En la gran Valencia, los espacios en los mercados han
sido llenados con paquetes de galletas o cereal, productos de limpieza,
condimentos, botellas de agua o refresco.
“En 12 productos gasté un millón 800 mil bolívares y no
llevo arroz ni pasta”, relató Martha Hernández, quien invierte su pensión y
jubilación para comprar carne y legumbres.. Se quejó porque los productos
importados no tienen marcado el precio en el empaque.

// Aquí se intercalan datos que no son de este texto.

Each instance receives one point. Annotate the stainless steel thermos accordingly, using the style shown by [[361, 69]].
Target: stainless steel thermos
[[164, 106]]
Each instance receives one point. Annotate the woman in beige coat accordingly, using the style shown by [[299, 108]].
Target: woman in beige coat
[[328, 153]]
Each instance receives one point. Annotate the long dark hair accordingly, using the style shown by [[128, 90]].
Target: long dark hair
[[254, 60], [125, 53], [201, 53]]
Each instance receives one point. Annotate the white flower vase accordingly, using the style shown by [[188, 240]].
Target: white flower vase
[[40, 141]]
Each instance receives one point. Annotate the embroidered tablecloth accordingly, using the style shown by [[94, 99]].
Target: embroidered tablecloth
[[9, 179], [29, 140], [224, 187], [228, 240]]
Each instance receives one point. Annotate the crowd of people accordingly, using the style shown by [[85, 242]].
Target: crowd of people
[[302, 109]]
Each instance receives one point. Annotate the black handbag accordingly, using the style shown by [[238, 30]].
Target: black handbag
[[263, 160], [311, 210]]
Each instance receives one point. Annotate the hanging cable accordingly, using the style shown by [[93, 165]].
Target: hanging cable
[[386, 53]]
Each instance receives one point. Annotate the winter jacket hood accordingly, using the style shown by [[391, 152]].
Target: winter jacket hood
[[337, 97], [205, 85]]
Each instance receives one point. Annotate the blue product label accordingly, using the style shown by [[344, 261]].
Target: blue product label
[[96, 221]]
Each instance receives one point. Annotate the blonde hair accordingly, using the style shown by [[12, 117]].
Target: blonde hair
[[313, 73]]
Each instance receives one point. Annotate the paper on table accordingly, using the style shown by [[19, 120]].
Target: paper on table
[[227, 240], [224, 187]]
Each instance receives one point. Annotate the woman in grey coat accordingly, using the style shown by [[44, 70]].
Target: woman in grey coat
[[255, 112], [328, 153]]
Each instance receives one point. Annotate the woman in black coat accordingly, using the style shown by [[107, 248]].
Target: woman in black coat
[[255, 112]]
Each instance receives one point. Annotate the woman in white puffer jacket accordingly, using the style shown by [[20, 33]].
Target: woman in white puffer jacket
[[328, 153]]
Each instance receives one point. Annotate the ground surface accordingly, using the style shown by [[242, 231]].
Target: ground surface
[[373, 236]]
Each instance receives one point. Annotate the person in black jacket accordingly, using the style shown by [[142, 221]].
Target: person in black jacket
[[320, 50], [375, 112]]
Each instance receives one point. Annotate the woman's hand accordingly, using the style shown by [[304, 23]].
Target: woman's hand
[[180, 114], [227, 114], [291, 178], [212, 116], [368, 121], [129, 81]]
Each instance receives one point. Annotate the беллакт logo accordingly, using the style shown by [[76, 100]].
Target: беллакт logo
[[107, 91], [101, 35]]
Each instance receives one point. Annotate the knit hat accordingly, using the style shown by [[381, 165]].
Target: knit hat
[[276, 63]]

A pesar los aumentos salariales, el ultimo realizado el
1º de marzo por el presidente Nicolás Maduro, el ingreso no alcanza. Los
precios de los alimentos cada día son más elevados y el ingreso mensual no
permite cubrir una fracción de la canasta básica, coincidieron varios
entrevistados.
El monto de las facturas cambia, pero lo que se mantiene
constante es el ascenso de los precios, aseguró Luis Carrillo, obrero de
Empresas Polar, quien adquirió un kilo de sal a 49 mil bolívares.
La mantequilla llena los anaqueles con una etiqueta de
300 mil bolívares. Para adquirir un paquete de galletas, mermelada y un plátano
se debe hacer una erogación de 246 mil bolívares. Una
lata de sardina marca 69 mil bolívares.